In Will Stein’s first season, these 5 games will decide UK football’s fate
In Will Stein’s first season as Kentucky head football coach, the former Louisville Cardinals quarterback will seek to defy Wildcats history.
Of the 10 UK head men who immediately proceeded Stein, not one of them had a winning record in his debut season as top Cat.
You have to go back to Blanton Collier’s 7-3 mark in 1954 to find the most recent time in which a Kentucky head coach produced a winning mark in his initial campaign leading the Wildcats.
For Stein to buck the trend, the coach and his team will have to surmount what is, on paper, one of the most challenging schedules in Wildcats football history.
Of Kentucky’s 12 scheduled opponents in 2026, nine had winning seasons last year; eight won at least eight games; four compiled double-digit victories; and three — Alabama, Oklahoma and Texas A&M — played in the College Football Playoff.

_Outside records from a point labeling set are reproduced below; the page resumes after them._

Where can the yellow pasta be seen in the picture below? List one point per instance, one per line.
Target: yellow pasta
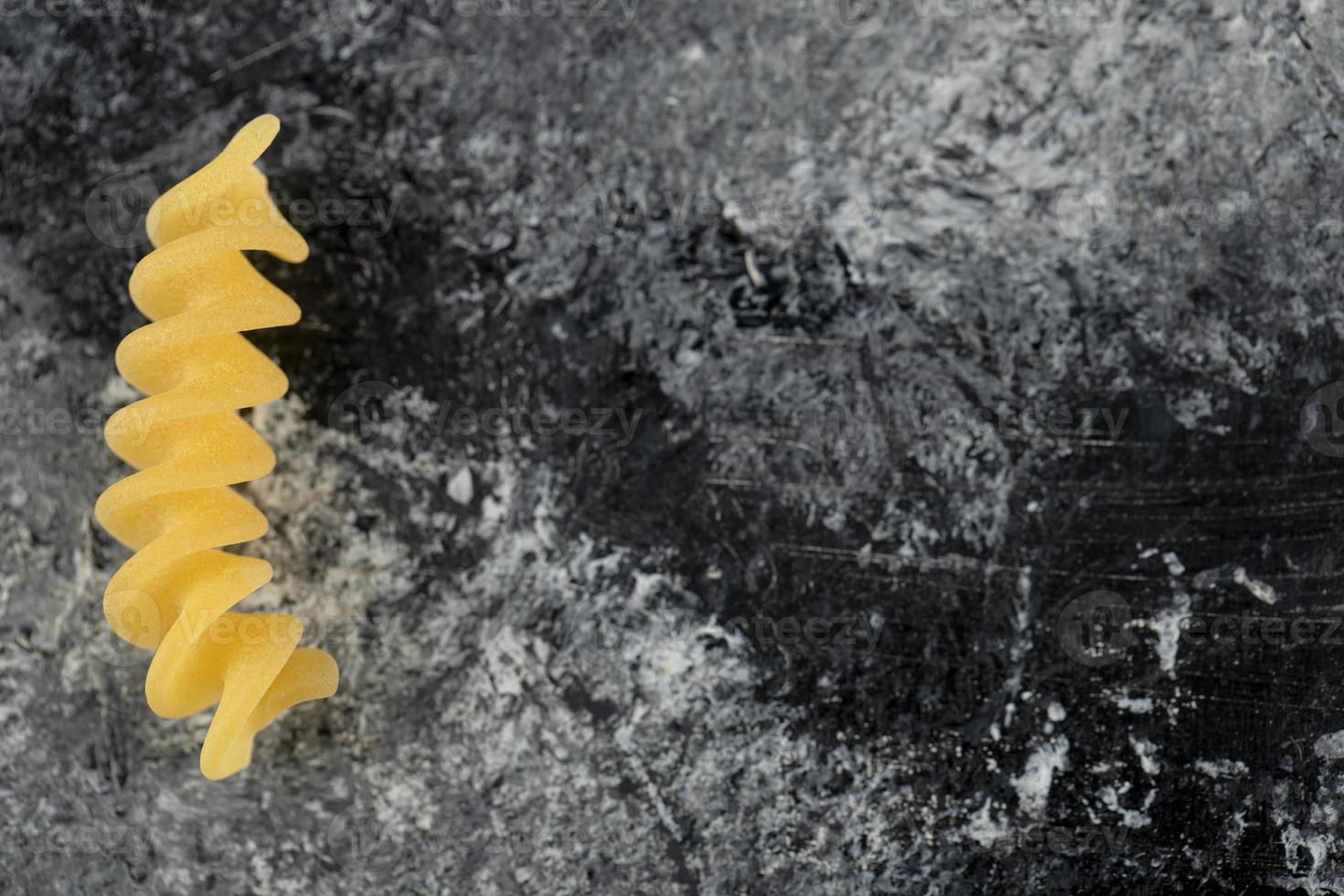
(176, 592)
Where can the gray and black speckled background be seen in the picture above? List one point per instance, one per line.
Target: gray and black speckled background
(895, 341)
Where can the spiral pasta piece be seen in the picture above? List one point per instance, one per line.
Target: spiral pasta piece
(175, 595)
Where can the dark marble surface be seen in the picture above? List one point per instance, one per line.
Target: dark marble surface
(943, 500)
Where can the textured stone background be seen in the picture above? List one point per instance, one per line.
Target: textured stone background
(809, 623)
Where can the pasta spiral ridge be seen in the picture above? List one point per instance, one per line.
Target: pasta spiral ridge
(175, 595)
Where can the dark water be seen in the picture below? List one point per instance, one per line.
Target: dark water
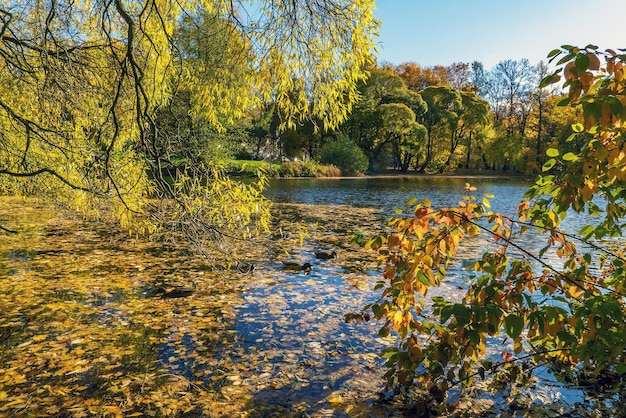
(385, 194)
(389, 193)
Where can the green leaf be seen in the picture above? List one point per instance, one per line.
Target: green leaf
(566, 58)
(582, 63)
(554, 52)
(548, 164)
(513, 325)
(462, 313)
(552, 152)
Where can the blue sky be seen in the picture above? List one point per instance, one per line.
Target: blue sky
(440, 32)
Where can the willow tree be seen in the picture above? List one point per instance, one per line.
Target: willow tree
(81, 82)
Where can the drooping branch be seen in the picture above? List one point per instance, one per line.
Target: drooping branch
(46, 171)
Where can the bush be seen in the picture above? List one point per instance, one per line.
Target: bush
(298, 169)
(345, 154)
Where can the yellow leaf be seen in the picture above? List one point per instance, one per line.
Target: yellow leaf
(335, 399)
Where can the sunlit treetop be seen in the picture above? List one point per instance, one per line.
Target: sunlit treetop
(81, 82)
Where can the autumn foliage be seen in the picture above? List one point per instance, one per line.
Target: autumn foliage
(567, 310)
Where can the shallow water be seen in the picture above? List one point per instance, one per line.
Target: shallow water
(270, 343)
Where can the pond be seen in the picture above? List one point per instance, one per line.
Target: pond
(79, 331)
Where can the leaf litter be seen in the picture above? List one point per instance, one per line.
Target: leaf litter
(82, 332)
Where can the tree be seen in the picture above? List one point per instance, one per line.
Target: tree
(82, 83)
(386, 113)
(443, 106)
(510, 87)
(345, 154)
(569, 314)
(474, 114)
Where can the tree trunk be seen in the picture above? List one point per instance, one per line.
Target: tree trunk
(469, 147)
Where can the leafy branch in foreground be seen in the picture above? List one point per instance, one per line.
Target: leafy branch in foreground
(562, 305)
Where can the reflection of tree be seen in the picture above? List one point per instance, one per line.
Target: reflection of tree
(86, 86)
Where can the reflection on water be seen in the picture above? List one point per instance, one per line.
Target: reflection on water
(386, 194)
(389, 193)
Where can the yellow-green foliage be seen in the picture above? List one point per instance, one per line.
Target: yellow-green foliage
(81, 82)
(566, 313)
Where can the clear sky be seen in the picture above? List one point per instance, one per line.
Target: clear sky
(440, 32)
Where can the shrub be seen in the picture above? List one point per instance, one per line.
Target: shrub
(345, 154)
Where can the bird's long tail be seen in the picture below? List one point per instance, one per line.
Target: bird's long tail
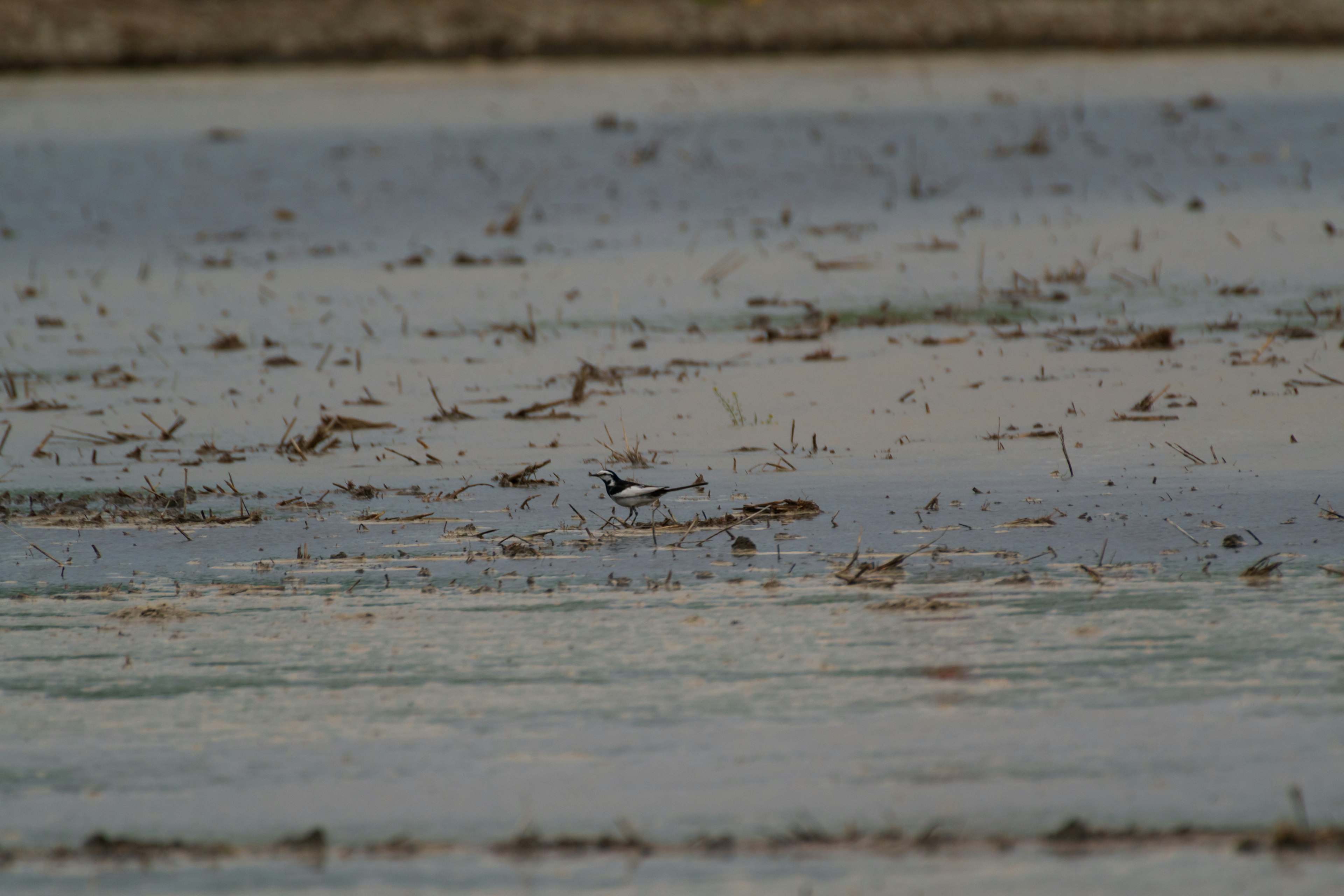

Assuming Kentucky can take care of business vs. FCS foe Youngstown State (8-5 last season) and Sun Belt Conference opponent South Alabama (4-8), then Stein’s path to a rare first-year winning season as UK coach likely runs through the following five games:
South Carolina
When and where: Oct. 3 in Columbia
Reason to worry: Since Shane Beamer signed on to coach the Gamecocks prior to the 2021 season, South Carolina has completely flipped a series Kentucky had been controlling.
UK had won seven of eight vs. South Carolina from 2014 through 2021, but Beamer has now won the past four vs. the Wildcats and is 4-1 overall vs. Kentucky.
Reason to hope: Perhaps the new Kentucky offensive brain trust of Stein, the former Oregon offensive coordinator, and UK OC Joe Sloan, who previously held the same role at LSU, will finally solve Gamecocks defensive coordinator Clayton White.
Under White, a former Western Kentucky DC, South Carolina has held UK to 16 points or fewer in five straight meetings.
Vanderbilt
When and where: Oct. 24 at Kroger Field
Reason to worry: Vanderbilt will be going for its third straight win over Kentucky. Coach Clark Lee’s Commodores humiliated UK last season, hanging a 45-17 smashing on the Wildcats and almost doubling the Cats in total offense (604 to 315).
Reason to hope: Star Vandy quarterback Diego Pavia, who threw for a ridiculous 484 yards vs. Kentucky last season, is finally exiting college football.
With Pavia as the Vanderbilt quarterback, Lea went 17-9. With QBs other than Pavia, Lea is 9-27 as Vandy coach.
Florida
When and where: Nov. 14 at Kroger Field
Reason to worry: The Florida football program is now under the leadership of former Kentucky linebacker and assistant coach Jon Sumrall. Ex-UK assistants Brad White and Chris Collins are now the Gators’ defensive coordinator and safeties coach, respectively. Given all those ties to the Cats, beating Kentucky figures to be a big priority for Florida.
Reason to hope: After losing an embarrassing 31 games in a row to Florida from 1987 through 2017, Kentucky has now subdued the mighty Gators five times in the past eight meetings.
The fact that many UK backers spent years pining for Sumrall to be the Wildcats’ head coach makes this a big game for Stein, too.
Missouri
When and where: Nov. 21 in Columbia
Reason to worry: Missouri is 9-3 in SEC home games since the start of the 2023 season.
Kentucky had beaten Mizzou five in a row before Eli Drinkwitz was hired as Tigers head man prior to the 2020 season. Since Drink came on board with Missouri, the Tigers are 2-2 vs. UK.
Reason to hope: The week prior to playing Kentucky, Mizzou will play at SEC kingpin Georgia. One week after facing UK, the Tigers are slated to play border rival Oklahoma.
That schedule set up potentially makes the Cats a “trap game” for Missouri.
Louisville
When and where: Nov. 28 at Kroger Field
Reason to worry: Over the past two seasons, Jeff Brohm’s Cardinals have outscored Kentucky by a combined 82-14, including last season’s 41-0 demolition of the Wildcats that was the final nail in the UK coaching coffin of Mark Stoops.
The fact that UK’s Stein, like Brohm, is a former Trinity High School quarterback who went on to start at QB for U of L will give the Governor’s Cup rivalry an even keener competitive dynamic.
Reason to hope: The same reasons that will give the game additional meaning for Brohm apply for Stein. Given how one-sided the past two meetings between the Cats and Cards have been, Stein pretty much has nowhere to go but up in his first time coaching against his college alma mater.